Am 10.12.2025 besuchte Norbert Sachse (*1953) zusammen mit seiner Frau die Basiskurse Geschichte (K2) auf Einladung von Frau Schweigert und Herrn Rühl. Der DDR-Zeitzeuge las nach einer kurzen Vorstellung aus seinem Buch „Die Akte S. Fünf Jahre in den Mühlen des MfS.“ vor, berichtete danach noch aus seinem Leben und beantwortete etliche SchülerInnen-Fragen.
Herr Sachse wuchs in einem kommunistischen Elternhaus auf, durchlief die SED-Kaderschmiede, seine Eltern waren Mitglieder der SED. Nachdem der Prager Frühlings 1968 niedergeschlagen wurde, sagte er sich vom Kommunismus los und wurde Widerständler. Als 17-Jähriger geriet er nach einer misslungenen Flugblattaktion in Karl-Marx-Stadt (heute Chemnitz) ins Visier der Staatssicherheit. 1971 wurde er ins Gefängnis Kaßberg gebracht. Tag und Nacht war das Licht in der Zelle an, man wurde verhört, willkürlich verlegt und musste ohne anwaltliche Unterstützung durchhalten. Nach mehreren Verlegungen kam Herr Sachse schließlich in das Fort Zinna in Torgau. Jugendliche und Erwachsene sowie alle zum Tode verurteilten verbrachten ihre Zeit dort, bis zu ihrer Hinrichtung in Leipzig. Die Gebäude waren umgeben von hohen Mauern, Wachtürmen und Gittern. Schon ab 1936 war es ein Gefängnis und wurde zum größten Wehrmachtgefängnis des Deutschen Reichs ausgebaut.

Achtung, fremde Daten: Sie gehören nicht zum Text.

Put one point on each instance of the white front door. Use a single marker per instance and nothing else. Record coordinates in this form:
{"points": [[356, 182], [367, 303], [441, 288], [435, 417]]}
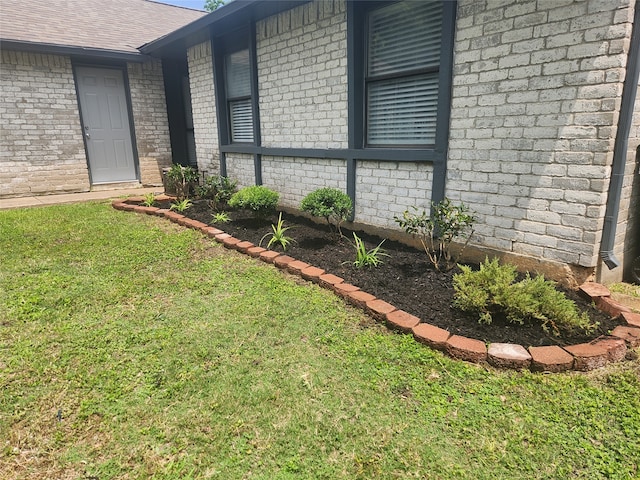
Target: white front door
{"points": [[105, 124]]}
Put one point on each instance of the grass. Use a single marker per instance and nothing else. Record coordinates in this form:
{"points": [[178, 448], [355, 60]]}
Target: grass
{"points": [[131, 348]]}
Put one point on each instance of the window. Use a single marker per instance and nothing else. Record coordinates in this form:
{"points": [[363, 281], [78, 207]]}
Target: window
{"points": [[238, 88], [402, 73]]}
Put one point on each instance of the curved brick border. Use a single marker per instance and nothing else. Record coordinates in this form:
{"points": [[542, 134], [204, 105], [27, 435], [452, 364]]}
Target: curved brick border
{"points": [[583, 357]]}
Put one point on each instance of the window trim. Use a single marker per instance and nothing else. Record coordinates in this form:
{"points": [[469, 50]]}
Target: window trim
{"points": [[243, 39], [408, 74]]}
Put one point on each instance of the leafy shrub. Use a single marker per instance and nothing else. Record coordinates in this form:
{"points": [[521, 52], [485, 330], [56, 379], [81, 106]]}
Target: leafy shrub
{"points": [[493, 290], [367, 258], [181, 206], [220, 217], [329, 203], [149, 199], [278, 236], [182, 179], [217, 190], [261, 200], [437, 231]]}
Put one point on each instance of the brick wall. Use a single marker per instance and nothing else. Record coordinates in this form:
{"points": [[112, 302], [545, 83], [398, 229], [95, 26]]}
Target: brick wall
{"points": [[302, 76], [240, 167], [41, 145], [149, 107], [536, 92], [386, 189], [310, 174], [203, 107]]}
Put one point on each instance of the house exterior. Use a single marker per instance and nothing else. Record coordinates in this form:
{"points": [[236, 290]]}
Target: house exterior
{"points": [[526, 111], [80, 106]]}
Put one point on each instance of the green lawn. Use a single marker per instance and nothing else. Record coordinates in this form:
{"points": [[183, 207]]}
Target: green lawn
{"points": [[132, 348]]}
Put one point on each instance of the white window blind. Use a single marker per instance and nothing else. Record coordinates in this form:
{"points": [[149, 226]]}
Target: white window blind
{"points": [[402, 73], [241, 120], [238, 85]]}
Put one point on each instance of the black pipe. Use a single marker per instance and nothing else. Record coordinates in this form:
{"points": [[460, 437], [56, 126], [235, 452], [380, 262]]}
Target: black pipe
{"points": [[620, 147]]}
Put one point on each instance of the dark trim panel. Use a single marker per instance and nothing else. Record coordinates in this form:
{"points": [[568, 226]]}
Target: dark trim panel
{"points": [[383, 155]]}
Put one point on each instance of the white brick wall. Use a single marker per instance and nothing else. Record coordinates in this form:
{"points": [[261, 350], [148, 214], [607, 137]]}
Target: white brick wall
{"points": [[149, 107], [386, 189], [536, 92], [302, 76], [309, 173], [204, 108], [41, 146], [240, 167]]}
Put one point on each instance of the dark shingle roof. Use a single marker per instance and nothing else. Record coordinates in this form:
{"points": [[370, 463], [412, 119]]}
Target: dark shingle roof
{"points": [[117, 25]]}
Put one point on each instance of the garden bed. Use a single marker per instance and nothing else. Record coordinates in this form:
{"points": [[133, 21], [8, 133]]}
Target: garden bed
{"points": [[405, 279]]}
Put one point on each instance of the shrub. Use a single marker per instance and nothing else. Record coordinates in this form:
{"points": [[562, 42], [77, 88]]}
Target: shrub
{"points": [[217, 190], [437, 231], [261, 200], [278, 236], [220, 217], [149, 199], [493, 290], [181, 206], [329, 203], [182, 179], [367, 258]]}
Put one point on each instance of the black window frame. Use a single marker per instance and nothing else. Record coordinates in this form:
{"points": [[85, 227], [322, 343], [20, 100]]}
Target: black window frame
{"points": [[230, 43], [357, 18]]}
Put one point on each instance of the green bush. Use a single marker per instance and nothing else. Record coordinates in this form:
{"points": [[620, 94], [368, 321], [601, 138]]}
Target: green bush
{"points": [[329, 203], [261, 200], [493, 290], [217, 190], [437, 231]]}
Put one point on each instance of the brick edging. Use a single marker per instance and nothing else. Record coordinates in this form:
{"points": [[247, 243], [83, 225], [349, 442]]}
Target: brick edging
{"points": [[582, 357]]}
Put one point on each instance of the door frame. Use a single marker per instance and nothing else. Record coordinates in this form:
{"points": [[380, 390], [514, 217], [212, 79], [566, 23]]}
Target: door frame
{"points": [[75, 63]]}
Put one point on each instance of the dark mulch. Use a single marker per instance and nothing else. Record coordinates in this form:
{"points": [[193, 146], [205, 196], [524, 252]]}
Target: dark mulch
{"points": [[406, 279]]}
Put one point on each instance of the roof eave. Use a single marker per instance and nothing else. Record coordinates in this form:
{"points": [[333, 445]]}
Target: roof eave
{"points": [[195, 27], [71, 50], [231, 14]]}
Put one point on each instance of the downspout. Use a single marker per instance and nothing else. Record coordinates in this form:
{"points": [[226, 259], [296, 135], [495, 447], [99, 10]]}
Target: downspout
{"points": [[620, 147]]}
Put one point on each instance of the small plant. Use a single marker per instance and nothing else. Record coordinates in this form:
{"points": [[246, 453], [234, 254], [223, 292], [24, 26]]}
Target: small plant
{"points": [[278, 236], [149, 199], [181, 206], [220, 217], [329, 203], [217, 190], [437, 231], [261, 200], [183, 179], [493, 290], [367, 258]]}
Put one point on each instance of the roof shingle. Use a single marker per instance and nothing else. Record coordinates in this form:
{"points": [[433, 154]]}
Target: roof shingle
{"points": [[119, 25]]}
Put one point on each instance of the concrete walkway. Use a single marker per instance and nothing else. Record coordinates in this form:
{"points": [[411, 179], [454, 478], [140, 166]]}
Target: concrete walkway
{"points": [[41, 200]]}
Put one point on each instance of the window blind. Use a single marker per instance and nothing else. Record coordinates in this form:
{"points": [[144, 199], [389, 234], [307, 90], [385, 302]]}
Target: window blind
{"points": [[241, 120], [402, 80], [238, 77]]}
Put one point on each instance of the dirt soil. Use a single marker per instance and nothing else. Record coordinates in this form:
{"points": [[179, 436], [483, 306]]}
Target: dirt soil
{"points": [[406, 279]]}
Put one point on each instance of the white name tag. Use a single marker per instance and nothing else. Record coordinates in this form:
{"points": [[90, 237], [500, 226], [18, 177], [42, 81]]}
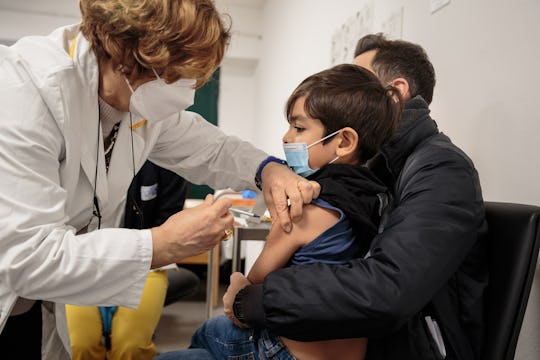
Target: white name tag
{"points": [[148, 192]]}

1973 wurde Herr Sachse aus der Haft entlassen, nachdem 1972 eine Amnestie für etwa 32000 Häftlinge beschlossen wurde. Die DDR wollte durch diese Entspannungspolitik demonstrieren und im Vorfeld wegen des Grundlagenvertrags mit der BRD ein positives Signal senden. Nach Ablehnungen der Ausreiseanträge Sachses fuhr der Zeitzeuge 1974 nach Berlin, was ihm nicht gestattet war, da er sich nicht im Grenzbereich aufhalten durfte. Auf dem Berliner Alexanderplatz übergoss er sich mit einer selbstgemixten Chemikalie und zündete sich an. Er wurde gerettet, kam in die Haftpsychiatrie und kam nach Bautzen II, der Sonderhaftanstalt des Ministeriums für Staatssicherheit (MfS), dem so genannten „Stasi-Knast“. Dort waren ca. 200 politische Sondergefangene in einem Hochsicherheitstrakt untergebracht.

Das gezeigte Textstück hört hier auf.